There were a few breaths worth of silence between the two women after Matsu nodded to Aria’s reply. A busy Apprentice indeed, she’d already been of learning when she’d sought Matsu out. And the Lord was not so covetous (at least not in that way) that she prevented her charges from learning from others. The true path, the one that would carry a student farthest, was often hidden. She had not known of her love for the workings of the mind until she’d been forced to look at her own. Aria had done much more than most.

The silence was broken by the deafening explosion that rocked out of the space around Matsu. Unspoken words, quiet curses that when released tugged on her sorcery’s connection to the Dark. The air held its own breath lest it be swallowed, a strange ear-tugging silence stagnant over a patch of earth that depressed, turned, and exploded outwards. Huge clods of packed dirt, rocks, fire-worms, beetles, the deep roots of scrubgrass brushing like fingers over sharp features as it was expelled in sudden exhalation of everything held. In the eye of her explosion, Matsu stood unaffected, the sound of dirt raining off her cybernetics a hushed counterpoint to the steady drum of her heart as the outward push drove Aria towards the flat volcanic plain that lay so sharply demarcated from their grassland start.

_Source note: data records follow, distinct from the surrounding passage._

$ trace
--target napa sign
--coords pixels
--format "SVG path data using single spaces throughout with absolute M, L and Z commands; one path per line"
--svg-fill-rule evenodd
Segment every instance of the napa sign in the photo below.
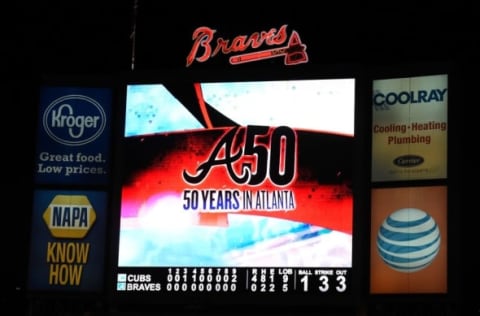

Love was, as she well knew, not something that could be cured. It was not, as so many Sith assumed, a failing, flaw, or illness of spirit. To deny it was to deny oneself, and to assert otherwise was cowardly, was it not? Sith believed in harnessing their emotions. To deny one seemed ignorant - seemed like something their hated Jedi might believe. As if being an island were the only way of being. As if it were just a trap or a pitfall on the way to true timelessness, a thing to be edged round or bridged. Matsu was loyal to those she loved without fault. Aria’s sense of safety within her presence wasn’t misplaced. There was a love there, a pride, in the way a Mother might love her children. But Matsu could never abide weakness, and so for the last time, she would test.

And cull.

When the dirt and dust and detritus settled, Matsu stood in the center of the crater left behind. Short and unassuming, she checked a sharp nail on one of her cybernetics.

But it wasn’t Matsu that stood in the center. The real Matsu was pressed up against the dirt on the side of the crater nearest to the volcanic plain, making herself even smaller against its earthy press, digging her arms in to its clutch out of sight. In wait, predatory, at the edge of her web watching her illusion in the center.